How To Use CPT Code 19120

CPT 19120 is a code used for the excision of cysts, fibroadenomas, or other benign or malignant tumors in the breast, and this article will cover its description, procedure, qualifying circumstances, usage, documentation requirements, billing guidelines, historical information, similar codes, and examples.

1. What is CPT 19120?

CPT 19120 is a medical procedure code used to describe the excision of cysts, fibroadenomas, or other benign or malignant tumors, aberrant breast tissue, duct lesions, nipple or areolar lesions in male or female patients using an open approach. This code is utilized by healthcare providers to accurately document and bill for this specific surgical procedure.

2. 19120 CPT code description

The official description of CPT code 19120 is: “Excision of cyst, fibroadenoma, or other benign or malignant tumor, aberrant breast tissue, duct lesion, nipple or areolar lesion (except 19300), open, male or female, 1 or more lesions.”

3. Procedure

The 19120 procedure involves the following steps:

  1. The patient is appropriately prepped and placed under local or general anesthesia.
  2. An incision is made on the skin above the lesion to access the abnormal tissue.
  3. The incision is taken down to deep tissues, and fascia and muscle are dissected away from their attachment to the diseased tissue.
  4. The abnormal tissue is excised and carefully removed from the breast.
  5. Bleeding is controlled with electrocautery.
  6. The wound is closed in layers.
  7. Additional lesions may be excised if necessary.
  8. A drainage catheter may be left in place for some time to enhance healing.

4. Qualifying circumstances

Patients eligible to receive CPT code 19120 services are those who have one or more suspicious breast lesions, such as cysts, fibroadenomas, or other benign or malignant tumors, aberrant breast tissue, duct lesions, nipple or areolar lesions. The decision to perform this procedure is based on factors such as the patient’s medical history, physical examination, and imaging studies, as well as the risk the tumor presents to the patient.

5. When to use CPT code 19120

It is appropriate to bill the 19120 CPT code when a healthcare provider performs the excision of one or more suspicious breast lesions using an open approach.
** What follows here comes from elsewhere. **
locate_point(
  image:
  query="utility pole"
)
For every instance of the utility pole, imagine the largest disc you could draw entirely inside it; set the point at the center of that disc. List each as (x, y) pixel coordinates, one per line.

This code should be used for both male and female patients, regardless of the number of lesions excised during the same session.

6. Documentation requirements

To support a claim for CPT 19120, the following information should be documented:

  • Patient’s medical history and physical examination findings
  • Imaging studies, such as mammograms or ultrasounds, confirming the presence of the lesion(s)
  • Indication for the procedure, including the risk the tumor presents to the patient
  • Details of the surgical procedure, including the incision site, excision of the lesion(s), and wound closure
  • Postoperative care instructions and follow-up plan

7. Billing guidelines

When billing for CPT code 19120, keep in mind the following guidelines:

  • If a lesion is removed from both breasts, apply modifier 50 for the bilateral procedure.
  • If two different procedures are performed on the left and right breasts, add the LT and RT modifiers to the appropriate procedure codes. Modifier 59 for a distinct procedural service may also be required in the case of different procedures on different breasts. Check with the payer to avoid denials and resubmissions.

8. Historical information

CPT 19120 was added to the Current Procedural Terminology system on January 1, 1990. There have been several updates to the code since its introduction:

  • Code Changed on 01-01-2001
  • Code Changed on 01-01-2007
  • Code Changed on 01-01-2010

9. Similar codes to CPT 19120

Five similar codes to CPT 19120 and how they differentiate are:

  • CPT 19110: This code is used for the excision of a solitary lactiferous duct or a papilloma lactiferous duct during nipple exploration.
  • CPT 19112: This code is used for the excision of a lactiferous duct fistula, which is a tract between the duct and the skin.
  • CPT 19125: This code is used for the excision of breast lesions identified by preoperative placement of a radiological marker, with or without partial mastectomy.
  • CPT 19300: This code is used for mastectomy for gynecomastia, which is the removal of breast tissue in males.
  • CPT 19301: This code is used for partial mastectomy, which is the removal of a portion of the breast tissue, including the tumor and some surrounding tissue.

10. Examples

Here are 10 detailed examples of CPT code 19120 procedures:

  1. Excision of a single breast cyst in a female patient using an open approach.
  2. Excision of multiple fibroadenomas in a male patient using an open approach.
  3. Excision of a benign tumor and a duct lesion in the same breast during the same session.
  4. Excision of a malignant tumor in one breast and a benign tumor in the other breast during the same session.
  5. Excision of a nipple lesion in a female patient using an open approach.
  6. Excision of an areolar lesion in a male patient using an open approach.
  7. Excision of aberrant breast tissue in a female patient using an open approach.
  8. Excision of a duct lesion and a nipple lesion in the same breast during the same session.
  9. Excision of multiple cysts in both breasts during the same session.
  10. Excision of a malignant tumor and a benign tumor in the same breast during the same session.